WORKSHOP | CO-LOCATED WITH ASPLOS 2026

Agentic OS

The 1st Workshop on Operating Systems Design for AI Agents

March 23, 2026
Pittsburgh, USA

Overview

AI agents are rapidly evolving from experimental prototypes to always-on services that autonomously plan, invoke external tools, collaborate, and continuously interact with their environment. This shift challenges traditional operating system abstractions—processes, threads, files, sockets, and resource controllers—which were never designed for dynamic, semantically rich, adaptive agent workloads. To support AI agents at scale, operating systems themselves must become agentic, adapting their abstractions and resource management policies to the semantic behaviors of agents.

The AgenticOS workshop seeks original position papers and experience reports that explore OS-level mechanisms for AI-agent workloads. Our goal is to define the primitives, isolation models, scheduling techniques, and observability mechanisms necessary to build operating systems explicitly tailored to agent-based systems.

Topics of Interest

Topics of interest include (but are not limited to):

  • New OS abstractions for agent execution (process/container/multikernel enhancements)
  • Dynamic sandboxing and lightweight runtimes for securely executing agent-generated code and tasks
  • Semantics-aware resource management and scheduling for dynamic, multi-agent workloads
  • Long-lived state abstractions for managing agent context, prompts, and episodic memory
  • eBPF-driven extensions for real-time observability, adaptation, and constraint enforcement
  • Compiler–OS co-design for adaptive and agent-aware JIT execution strategies
  • GPU and accelerator virtualization for large-scale deployment of agent workloads
  • Security and isolation mechanisms for agent-invoked tools, code, and data flows
  • Agents managing systems: kernel tuning, anomaly detection, resource orchestration, failure recovery, and dynamic policy updates

Submission Guidelines

We solicit two types of submissions:

Track 1

Extended abstracts for talks

1–2 pages (excluding references).

Suitable for early-stage ideas, position statements, ongoing projects, demos, and insights from production systems. We strongly welcome contributions from industry practitioners and the open source community to share real-world experiences and challenges. Accepted abstracts will be presented at the workshop.

Track 2

Short/position papers

Up to 6 pages (excluding references).

Suitable for more complete concepts, research results, experience reports, or comprehensive position papers.

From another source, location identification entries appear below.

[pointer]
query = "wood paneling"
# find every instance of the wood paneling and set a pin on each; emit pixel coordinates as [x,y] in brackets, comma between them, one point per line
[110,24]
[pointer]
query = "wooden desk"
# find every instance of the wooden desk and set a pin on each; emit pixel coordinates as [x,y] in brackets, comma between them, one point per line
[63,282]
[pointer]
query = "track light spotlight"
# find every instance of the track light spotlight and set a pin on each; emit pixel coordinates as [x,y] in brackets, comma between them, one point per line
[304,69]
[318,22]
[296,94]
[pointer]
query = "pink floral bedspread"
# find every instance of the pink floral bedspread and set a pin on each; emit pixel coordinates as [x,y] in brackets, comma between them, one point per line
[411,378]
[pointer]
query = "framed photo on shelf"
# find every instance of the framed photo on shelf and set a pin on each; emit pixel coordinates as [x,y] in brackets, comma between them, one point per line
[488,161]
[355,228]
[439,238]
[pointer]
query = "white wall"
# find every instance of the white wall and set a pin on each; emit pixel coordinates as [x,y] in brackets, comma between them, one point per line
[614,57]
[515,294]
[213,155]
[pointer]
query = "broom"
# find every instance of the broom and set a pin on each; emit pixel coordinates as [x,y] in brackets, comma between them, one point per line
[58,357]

All submissions must follow the ACM double-column conference format. The review process is single-blind, with each submission receiving at least two reviews.

Extended abstracts will appear only on the workshop website unless authors request archival publication.

Frequently Asked Questions

Can I submit work that is already on arXiv?

Yes. Posting on arXiv or other preprint servers does not disqualify a submission.

Can I submit work-in-progress or concurrent submissions?

Yes. We welcome early-stage ideas and ongoing work. Submissions under review at other venues are acceptable.

Will this affect future publication at other venues?

No. This workshop has no formal proceedings. Accepted papers will only appear on the workshop website, which does not preclude future publication at conferences or journals.